Need help, I have a Kohler Command CV 25 tractor that was a recent purchase and burned oil on start up. Purchased it thinking it was a head gasket and a quick fix, not the case. Removing the heads the gasket was clearly compromised on the RH head when viewed from the driver seat. I replaced the gaskets with the newer style and also replaced the intake valve guide seals. post reassembly oil burning improved slightly bust still smokes a lot. I have ok compression, 105 PSI in both cylinders and adding 1 tsp of oil it jumps up to mid 120's. I am now down to rings and post removal of the pistons the ring face has a square profile, not the profiles shown on various websites. I measured the bore with a T gage and micrometer X,Y top mid and bottom in both cylinders and they are near nominal and within limits for taper and out of round. I want to deglaze the cylinders, no cross hatch in either cylinder, and install new rings. 

Problem, I have the old style pistons, type A, and it seems the standard rigs are not available PN 24 108 14s. and i need to upgrade to the new piston and rod which cost nearly as much as a mini block approx. $500 which is more than I am want to put into this tractor. I can however still get oversized rings 0.08 mm (0.003") . Question, has anyone used the 3 thousandths over sized rings on old piston with success ? My plan would be to adjust the end gap on the rings post deglazing / cross hatch to meet spec.

Appreciate the support and advice.

Gregg


----------



## Hoodoo Valley (Nov 14, 2006)

Greg, there are folks on here much more keen on the engine rebuilding aspect.
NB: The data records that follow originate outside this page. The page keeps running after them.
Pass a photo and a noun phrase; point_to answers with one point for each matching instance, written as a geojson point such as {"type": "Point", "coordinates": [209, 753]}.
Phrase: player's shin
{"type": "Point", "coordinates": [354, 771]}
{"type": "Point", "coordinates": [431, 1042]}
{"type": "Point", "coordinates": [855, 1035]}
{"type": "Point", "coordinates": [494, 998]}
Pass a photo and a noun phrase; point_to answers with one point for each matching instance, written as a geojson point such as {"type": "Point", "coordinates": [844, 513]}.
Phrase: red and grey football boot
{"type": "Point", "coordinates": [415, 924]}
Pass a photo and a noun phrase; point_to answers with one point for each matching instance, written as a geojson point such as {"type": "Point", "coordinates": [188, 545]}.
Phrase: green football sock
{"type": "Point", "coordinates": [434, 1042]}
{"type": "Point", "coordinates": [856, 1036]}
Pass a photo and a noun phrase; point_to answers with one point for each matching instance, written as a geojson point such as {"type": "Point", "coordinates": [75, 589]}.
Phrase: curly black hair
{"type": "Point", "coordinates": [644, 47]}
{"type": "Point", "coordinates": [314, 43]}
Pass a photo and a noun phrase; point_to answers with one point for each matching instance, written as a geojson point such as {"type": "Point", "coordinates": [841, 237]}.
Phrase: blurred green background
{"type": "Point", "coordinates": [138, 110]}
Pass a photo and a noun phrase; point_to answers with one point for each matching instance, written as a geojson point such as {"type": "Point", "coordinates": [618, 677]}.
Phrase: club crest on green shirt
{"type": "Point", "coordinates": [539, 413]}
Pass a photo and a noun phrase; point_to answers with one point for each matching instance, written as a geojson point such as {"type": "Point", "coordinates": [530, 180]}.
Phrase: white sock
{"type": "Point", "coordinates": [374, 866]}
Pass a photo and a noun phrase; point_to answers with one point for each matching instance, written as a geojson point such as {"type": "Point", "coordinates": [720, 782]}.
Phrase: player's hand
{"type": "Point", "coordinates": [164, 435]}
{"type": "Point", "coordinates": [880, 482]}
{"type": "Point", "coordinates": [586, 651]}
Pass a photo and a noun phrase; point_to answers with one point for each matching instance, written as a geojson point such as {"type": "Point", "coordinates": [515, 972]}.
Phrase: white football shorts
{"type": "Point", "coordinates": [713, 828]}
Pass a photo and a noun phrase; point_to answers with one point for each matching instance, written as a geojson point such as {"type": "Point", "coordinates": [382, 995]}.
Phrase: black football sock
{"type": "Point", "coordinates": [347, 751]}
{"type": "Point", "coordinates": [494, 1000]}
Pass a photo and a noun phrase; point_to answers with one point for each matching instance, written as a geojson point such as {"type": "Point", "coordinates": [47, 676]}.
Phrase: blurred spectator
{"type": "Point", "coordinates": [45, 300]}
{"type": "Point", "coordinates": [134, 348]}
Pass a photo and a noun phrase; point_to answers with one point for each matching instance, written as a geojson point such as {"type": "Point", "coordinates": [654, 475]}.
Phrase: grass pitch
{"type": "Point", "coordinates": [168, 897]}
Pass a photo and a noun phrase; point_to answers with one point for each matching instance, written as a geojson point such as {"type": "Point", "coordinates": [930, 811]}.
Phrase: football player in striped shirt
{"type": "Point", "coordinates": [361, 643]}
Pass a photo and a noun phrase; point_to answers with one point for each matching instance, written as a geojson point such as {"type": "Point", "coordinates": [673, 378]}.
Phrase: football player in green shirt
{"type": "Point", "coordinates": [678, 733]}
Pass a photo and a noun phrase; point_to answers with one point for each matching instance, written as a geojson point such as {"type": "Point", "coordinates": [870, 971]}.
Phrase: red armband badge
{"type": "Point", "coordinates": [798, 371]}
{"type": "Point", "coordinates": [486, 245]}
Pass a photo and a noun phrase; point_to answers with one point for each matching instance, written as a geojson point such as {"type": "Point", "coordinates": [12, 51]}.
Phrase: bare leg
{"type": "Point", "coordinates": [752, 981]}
While you wait for one of them to come along.....(shortly) I just wanted to welcome you to the forum!


----------



## RC Wells (Dec 26, 2008)

I went through three of the Kohler Command Pro 25 horse engines in 400 hours before giving up and buying a Honda repower engine. Best decision I made.

Oil burning with piston and head gasket failures seems to be pretty common, but the last new short block one dropped the bolts out of the crankcase resulting oil blowing everywhere. Never ran low, as I caught it immediately. Got that fixed and then had low compression like you are experiencing. Mic'ed the cylinders and pistons, and the bores were badly tapered, the pistons below specifications. 100 hours on that engine and always used premium synthetic oil, no excuse for such rapid wear.

Do not know if their Chinese manufacturing plant is cranking out junk, or if I got three flukes, but not worth my trouble to keep fooling with Kohler.


----------